Organizations are now faced with an exponentially expanding volume of big data, and while the effective management of that data is essential to business growth and regulatory compliance, achieving that goal is no easy task.
Faced with trying to absorb, maintain, organize and analyze data assets from an abundance of sources, legacy departments with incompatible software and systems, and various technologies that have previously tried to organize that data, is something the CIO or CDO tasked with the metadata management of an organization can be left pulling their hair out over.
Without an effective metadata management system that organizes and streamlines the information about that data, organizations are in danger of being left with what is essentially a big data swamp that is not understood, integrated or accessible by the personnel or departments that need it to drive business decisions and meet compliance standards.
Even if they do understand what data they have, and where it is, they can struggle to find an effective and efficient way to bring it all together in a working infrastructure.
The data is there, but if it comes from different places and means different things to different people, departments or organizations, it is more or less useless. Therefore, standard concepts that define and categorize the data itself are needed. Here’s an outline of the different types of data at an organization’s disposal.
The 4 Types of Data:
- Acquired Data: Acquired datasets contain data that the company does not directly collect, generate, or create internally, but obtains from external sources such as commercial data vendors and aggregators, agencies, industry groups, etc. This data may be stored within the organization, or accessed when needed from the provider’s technology platform through a web service.
- Collected Data: Information collected from entities external to the organization, where the organization retains control over the use and ownership of the data. Collection types include (but are not limited to) surveys, monitoring collections and other ad hoc collections required in response to specific events or needs.
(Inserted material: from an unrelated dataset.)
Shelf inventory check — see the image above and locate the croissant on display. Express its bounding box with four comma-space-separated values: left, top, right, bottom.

- Derived Data: Information derived or calculated from other datasets and stored for use for a variety of purposes including (but not limited to) statistical analysis, research, supervision or policy. It includes data that has been obtained as a result of ad hoc or one-time research or analysis, as well as data resulting from economic or financial models run in a continuous fashion.
- Operational Data: Data generated by the organization’s systems in the course of normal business activity and functions, which would include data garnered from customer interaction, such as on an application form, as well as information generated internally regarding how and where that data is integrated and shared within the organization.
Recognizing these various data types is the first step. The second step is to try not to panic at the complexity of the problem presented. At a glance, it is easy to see how disparate and disjointed these data assets can be – thousands of data attributes delivered by countless internal and external sources and stored in any number of unconnected databases. What is the term used to reference the data, how many people are using how many different terms, and how do they relate to each other? It is clear that this can present a problem, and the need for model characteristics to be captured with standardized terminology is even clearer.
Align the 4 Data Types Your Company Holds
The third step is to find the best way to align this data using a metadata management system with a standards-based ontology at its core. Combining all of the information in one place and translating it into a common language - using the Web Ontology Language (OWL) - a categorization system or taxonomy within a web-based software platform that facilitates data production and maps it to ensure quality and transparency, will make the whole process of data management more efficient.
Once this is in place, all data can be categorized using the same common language to give greater data governance that more easily meets compliance demands.